We switched to a single shared Neo4j database with property-based tenant isolation. All customer orgs now connect to the same instance. Each tenant only sees its own data. This post walks through exactly how we did it, so you can apply the same pattern to your own multi-tenant AI agent platform.

The Decision: Per-Tenant Instances vs Shared Database

There are two credible approaches to multi-tenant graph databases:

Per-tenant instances give you the strongest isolation. Each tenant has its own process, its own storage, its own network address. A bug in one tenant's queries cannot affect another tenant's performance. The cost: you pay for N instances, N volumes, N backups. At scale, this is operationally brutal.

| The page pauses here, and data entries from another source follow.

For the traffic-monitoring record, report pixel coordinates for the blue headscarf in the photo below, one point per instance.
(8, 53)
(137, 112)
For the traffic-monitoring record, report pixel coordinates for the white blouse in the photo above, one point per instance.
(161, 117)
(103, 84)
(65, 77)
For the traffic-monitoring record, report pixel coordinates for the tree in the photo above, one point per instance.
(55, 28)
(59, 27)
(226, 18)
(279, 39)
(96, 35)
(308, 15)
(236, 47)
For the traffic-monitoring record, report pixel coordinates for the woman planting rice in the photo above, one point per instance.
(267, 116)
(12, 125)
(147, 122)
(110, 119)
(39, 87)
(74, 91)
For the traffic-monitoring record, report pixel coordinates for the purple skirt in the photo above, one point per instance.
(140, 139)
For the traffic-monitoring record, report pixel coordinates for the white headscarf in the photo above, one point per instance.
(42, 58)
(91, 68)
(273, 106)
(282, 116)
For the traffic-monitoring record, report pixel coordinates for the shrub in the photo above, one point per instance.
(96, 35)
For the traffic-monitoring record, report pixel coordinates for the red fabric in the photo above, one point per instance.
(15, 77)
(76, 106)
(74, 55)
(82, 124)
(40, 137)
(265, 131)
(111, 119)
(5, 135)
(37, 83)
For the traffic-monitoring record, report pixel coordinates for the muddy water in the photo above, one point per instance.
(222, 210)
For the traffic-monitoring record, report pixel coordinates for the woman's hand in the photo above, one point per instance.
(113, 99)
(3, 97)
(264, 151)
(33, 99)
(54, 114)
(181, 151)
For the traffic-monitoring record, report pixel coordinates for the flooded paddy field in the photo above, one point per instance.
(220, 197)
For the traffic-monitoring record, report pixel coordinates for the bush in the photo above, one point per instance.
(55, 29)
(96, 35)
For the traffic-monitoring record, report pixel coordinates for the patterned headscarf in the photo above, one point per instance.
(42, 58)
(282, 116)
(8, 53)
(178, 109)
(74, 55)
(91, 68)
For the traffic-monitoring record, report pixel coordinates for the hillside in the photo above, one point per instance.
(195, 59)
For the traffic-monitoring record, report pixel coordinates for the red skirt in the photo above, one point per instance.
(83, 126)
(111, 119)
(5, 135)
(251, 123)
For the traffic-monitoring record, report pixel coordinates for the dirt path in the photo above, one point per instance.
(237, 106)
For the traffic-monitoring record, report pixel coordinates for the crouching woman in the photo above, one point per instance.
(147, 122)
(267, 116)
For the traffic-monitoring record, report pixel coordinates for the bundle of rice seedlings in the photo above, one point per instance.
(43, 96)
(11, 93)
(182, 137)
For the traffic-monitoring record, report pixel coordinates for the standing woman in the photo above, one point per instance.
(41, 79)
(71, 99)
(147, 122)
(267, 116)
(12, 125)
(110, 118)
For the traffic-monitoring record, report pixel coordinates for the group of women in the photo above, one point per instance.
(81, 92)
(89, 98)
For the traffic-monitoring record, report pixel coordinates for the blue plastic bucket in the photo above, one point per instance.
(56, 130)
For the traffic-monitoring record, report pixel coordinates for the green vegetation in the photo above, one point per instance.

Shared database with property filtering puts all tenants in one instance. Every node and relationship carries a tenant identifier. Queries always filter by that identifier. The cost: you must be disciplined about never writing a query that omits the filter. The benefit: one instance to monitor, one backup schedule, one connection pool, and memory is shared across tenants whose access patterns rarely overlap.

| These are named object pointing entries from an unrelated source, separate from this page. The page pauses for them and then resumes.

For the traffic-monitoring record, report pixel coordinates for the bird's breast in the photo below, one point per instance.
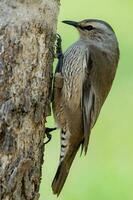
(73, 74)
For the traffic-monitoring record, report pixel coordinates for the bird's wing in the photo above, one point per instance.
(88, 99)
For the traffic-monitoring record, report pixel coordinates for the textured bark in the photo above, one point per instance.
(27, 35)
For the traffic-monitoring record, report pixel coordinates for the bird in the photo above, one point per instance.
(81, 84)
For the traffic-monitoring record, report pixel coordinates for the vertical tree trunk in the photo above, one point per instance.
(27, 35)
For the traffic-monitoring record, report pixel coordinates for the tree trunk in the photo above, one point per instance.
(27, 35)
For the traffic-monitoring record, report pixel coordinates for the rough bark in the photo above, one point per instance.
(27, 35)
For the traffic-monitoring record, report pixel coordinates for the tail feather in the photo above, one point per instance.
(63, 171)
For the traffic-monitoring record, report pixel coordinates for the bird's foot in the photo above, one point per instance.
(47, 132)
(58, 46)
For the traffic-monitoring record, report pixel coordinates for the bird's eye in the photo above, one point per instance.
(89, 28)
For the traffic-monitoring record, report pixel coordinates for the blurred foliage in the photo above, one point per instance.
(106, 173)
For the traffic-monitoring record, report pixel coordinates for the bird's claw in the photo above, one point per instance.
(47, 132)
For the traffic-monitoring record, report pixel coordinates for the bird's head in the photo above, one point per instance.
(93, 29)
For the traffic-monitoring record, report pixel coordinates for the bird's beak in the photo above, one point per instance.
(72, 23)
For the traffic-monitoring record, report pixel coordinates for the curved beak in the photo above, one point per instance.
(72, 23)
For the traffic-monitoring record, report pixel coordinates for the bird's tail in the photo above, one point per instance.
(63, 170)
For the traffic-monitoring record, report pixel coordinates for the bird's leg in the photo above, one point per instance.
(59, 54)
(47, 132)
(58, 82)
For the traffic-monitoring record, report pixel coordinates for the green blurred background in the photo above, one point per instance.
(106, 173)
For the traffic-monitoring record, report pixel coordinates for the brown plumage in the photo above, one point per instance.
(80, 89)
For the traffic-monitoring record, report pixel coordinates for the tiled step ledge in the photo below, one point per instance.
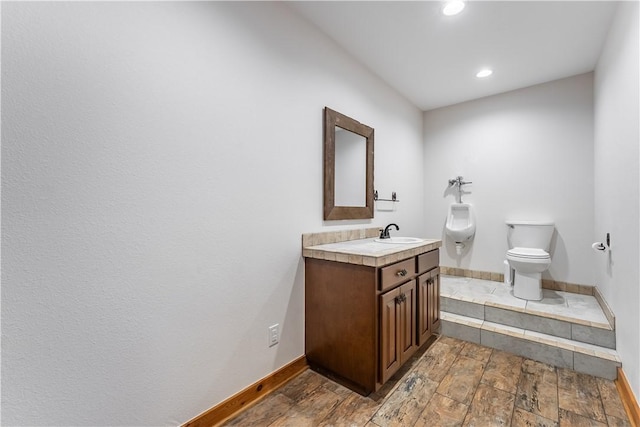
(595, 333)
(546, 284)
(593, 360)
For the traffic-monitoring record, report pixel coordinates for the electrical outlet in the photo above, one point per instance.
(274, 334)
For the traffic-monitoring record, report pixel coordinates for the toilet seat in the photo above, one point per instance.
(528, 253)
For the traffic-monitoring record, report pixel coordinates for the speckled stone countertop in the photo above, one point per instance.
(363, 251)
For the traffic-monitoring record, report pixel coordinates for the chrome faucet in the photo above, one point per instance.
(384, 234)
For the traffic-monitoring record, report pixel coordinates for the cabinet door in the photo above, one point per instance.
(435, 299)
(424, 308)
(389, 321)
(407, 322)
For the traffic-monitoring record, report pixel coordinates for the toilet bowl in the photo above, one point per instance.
(528, 263)
(528, 256)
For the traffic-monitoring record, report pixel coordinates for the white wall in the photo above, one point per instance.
(617, 187)
(159, 164)
(529, 154)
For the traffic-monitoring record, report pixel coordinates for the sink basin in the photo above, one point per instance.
(400, 240)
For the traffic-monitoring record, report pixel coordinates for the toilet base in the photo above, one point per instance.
(527, 286)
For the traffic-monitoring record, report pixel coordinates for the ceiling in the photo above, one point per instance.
(432, 59)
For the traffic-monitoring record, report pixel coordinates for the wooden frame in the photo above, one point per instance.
(249, 396)
(331, 211)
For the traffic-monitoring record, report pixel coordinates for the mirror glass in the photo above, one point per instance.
(348, 167)
(351, 168)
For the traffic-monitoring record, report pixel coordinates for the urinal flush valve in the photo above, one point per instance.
(458, 182)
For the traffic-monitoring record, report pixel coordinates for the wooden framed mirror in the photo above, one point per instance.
(348, 167)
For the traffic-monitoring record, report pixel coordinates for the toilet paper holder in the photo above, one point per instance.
(599, 246)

We chose shared. Our knowledge graph workload is bursty -- agents ingest repos in bursts, then query sporadically. A shared instance with 8GB of heap serves the same traffic that previously required eight 2GB instances. The operational simplification alone justified the switch.

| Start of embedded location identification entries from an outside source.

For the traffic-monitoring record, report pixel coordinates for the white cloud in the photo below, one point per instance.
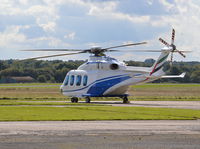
(12, 35)
(107, 10)
(70, 36)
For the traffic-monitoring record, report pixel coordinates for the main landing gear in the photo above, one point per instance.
(87, 99)
(74, 99)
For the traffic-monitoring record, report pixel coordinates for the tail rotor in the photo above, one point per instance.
(172, 46)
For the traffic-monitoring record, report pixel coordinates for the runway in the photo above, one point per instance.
(133, 134)
(160, 104)
(100, 134)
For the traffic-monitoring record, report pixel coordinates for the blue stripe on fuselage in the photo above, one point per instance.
(99, 88)
(95, 82)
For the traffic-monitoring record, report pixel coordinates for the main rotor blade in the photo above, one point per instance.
(135, 51)
(181, 53)
(126, 45)
(52, 56)
(173, 36)
(164, 42)
(52, 50)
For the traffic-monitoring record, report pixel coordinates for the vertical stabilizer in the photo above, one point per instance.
(158, 65)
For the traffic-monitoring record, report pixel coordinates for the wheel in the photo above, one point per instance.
(87, 99)
(74, 99)
(125, 99)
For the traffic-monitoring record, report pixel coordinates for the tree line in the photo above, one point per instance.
(55, 71)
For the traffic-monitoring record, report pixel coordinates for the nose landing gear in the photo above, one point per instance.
(125, 99)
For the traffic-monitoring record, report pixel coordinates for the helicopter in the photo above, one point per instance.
(104, 76)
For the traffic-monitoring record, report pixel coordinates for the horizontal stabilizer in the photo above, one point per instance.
(175, 76)
(157, 77)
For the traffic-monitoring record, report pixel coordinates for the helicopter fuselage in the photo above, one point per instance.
(100, 76)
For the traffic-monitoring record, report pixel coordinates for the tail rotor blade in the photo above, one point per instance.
(164, 42)
(171, 57)
(173, 36)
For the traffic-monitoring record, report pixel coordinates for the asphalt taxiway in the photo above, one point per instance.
(100, 135)
(150, 134)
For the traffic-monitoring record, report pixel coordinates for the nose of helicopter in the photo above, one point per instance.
(61, 88)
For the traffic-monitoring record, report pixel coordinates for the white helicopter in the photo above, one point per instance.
(103, 76)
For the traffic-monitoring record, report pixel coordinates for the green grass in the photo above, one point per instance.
(148, 92)
(43, 102)
(29, 84)
(32, 113)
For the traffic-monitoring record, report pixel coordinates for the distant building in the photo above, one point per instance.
(23, 79)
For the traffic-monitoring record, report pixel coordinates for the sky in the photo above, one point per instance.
(82, 24)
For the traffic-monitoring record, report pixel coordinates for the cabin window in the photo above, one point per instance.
(66, 80)
(85, 79)
(72, 80)
(78, 80)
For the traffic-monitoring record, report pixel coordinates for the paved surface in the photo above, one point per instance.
(100, 135)
(158, 104)
(106, 134)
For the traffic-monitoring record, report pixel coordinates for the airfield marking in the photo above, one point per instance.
(139, 127)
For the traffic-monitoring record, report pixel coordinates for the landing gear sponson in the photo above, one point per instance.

But shared only works if the isolation is airtight. Here is how we enforce it.

Step 1: Tag Everything with org_id

Every node in the graph carries an org_id property. Every relationship does too. This is the tenant boundary.

// Creating a node -- org_id is mandatory
CREATE (f:File {
  path: "src/api/auth.py",
  repo: "platform",
  org_id: $org_id,
  ingested_at: datetime()
})

// Creating a relationship -- org_id on both endpoints AND the relationship
MATCH (f:File {path: $path, org_id: $org_id})
MATCH (s:Service {name: $service, org_id: $org_id})
CREATE (f)-[:BELONGS_TO {org_id: $org_id}]->(s)

Tagging relationships is redundant if you always match nodes by org_id, but we do it anyway. Defense in depth means a missing filter on a node match still cannot traverse into another tenant's subgraph through a relationship.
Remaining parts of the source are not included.